Having recently attended the 7th International Conference of the Academic Association on Planning, Law, and Property Rights in Portland, Oregon, we offer this irreverent view of that city’s culture, “Insufferable Portland,” by Mark Hemingway at the Weekly Standard. The landscape he portrays should be familiar to anyone who knows Portland, Berkeley, the Upper West Side, Santa Monica, Boulder, Chapel Hill, or Ann Arbor. Some highlights:
Case in point: One of the most commented-on sketches from the show [Portlandia] is a scene from the first episode in which Armisen and Brownstein are sitting in a restaurant. After asking their waitress a series of absurd questions about whether the chicken they are about to eat is local—”the chicken is a heritage breed, woodland raised chicken that’s been fed a diet of sheep’s milk, soy, and hazelnuts. . . . His name was Colin, here are his papers”—the couple ends up leaving the restaurant and driving to the farm to see the environment where the chicken was raised in order to assuage their guilt about eating it.
Hemingway’s piece is not limited to skewering Portland’s culture, but includes a look at the city’s (and the state’s) vaunted land use planning:
Things began to unravel in 1973, when the Oregon legislature required cities in the state to set development boundaries with the goal of preserving farmland from “leapfrog development”—that is, new subdivisions not adjacent to established developments. Portland became the first major city with an “urban growth boundary.”

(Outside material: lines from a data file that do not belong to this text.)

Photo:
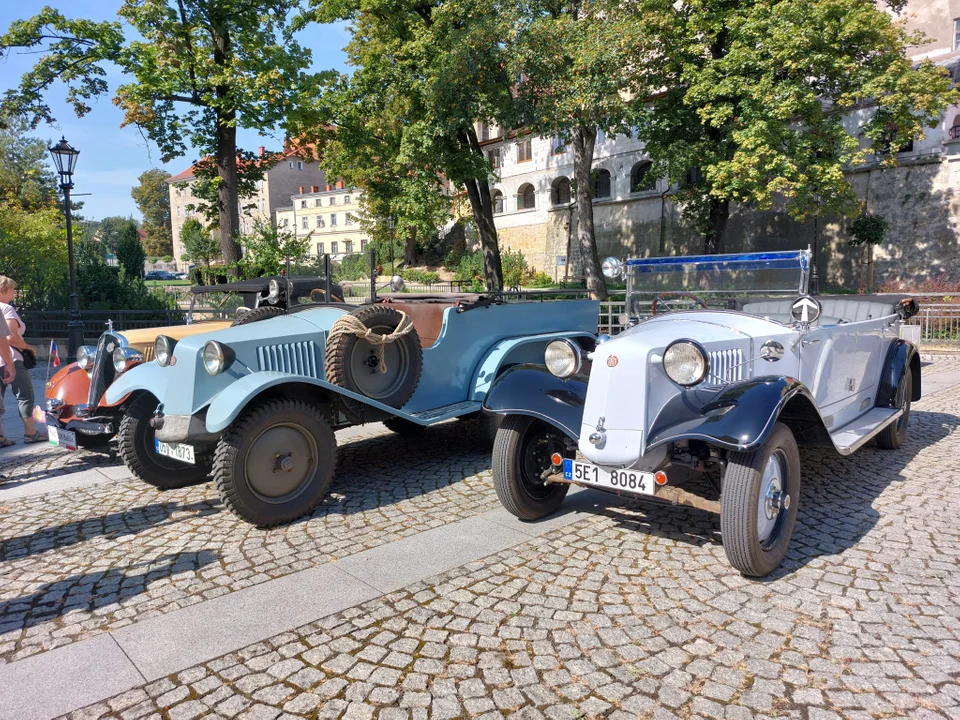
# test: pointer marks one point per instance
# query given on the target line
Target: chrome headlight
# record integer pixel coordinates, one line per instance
(126, 358)
(563, 358)
(273, 293)
(612, 268)
(686, 362)
(214, 358)
(85, 355)
(163, 349)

This fact opened up a world of possibilities that are still being inflicted upon us. “Urban planners have long believed in a land-use-transportation connection that would allow them to manipulate one through the other,” writes Cato Institute senior fellow Randal O’Toole in a damning policy paper on the failure of Portland’s growth policies. “So Portland plans land uses to try to reduce the amount of driving people do while it plans transportation to try to slow the conversion of rural land to urban purposes.”
In the same vein, at the conference, John Charles from the Cascade Policy Institute gave an eye-opening presentation on “Transit-Oriented Development as a Growth Management Tool in Portland: Comparing the Vision with Reality,” about whether TOD has lived up to its promise. We won’t attempt to paraphrase his findings, but let’s just say that in some cases it has not, and “TOD” and “smart growth” are not the be-all-end-all solution to traffic and population issues.
For a view less tongue-in-cheek’s than Hemingway’s of Oregon’s land use planning program, see The Quiet Revolution Goes West: The Oregon Planning Program 1961-2011, 45 John Marshall L. Rev. 357 (2012), authored by our ABA colleague Edward Sullivan.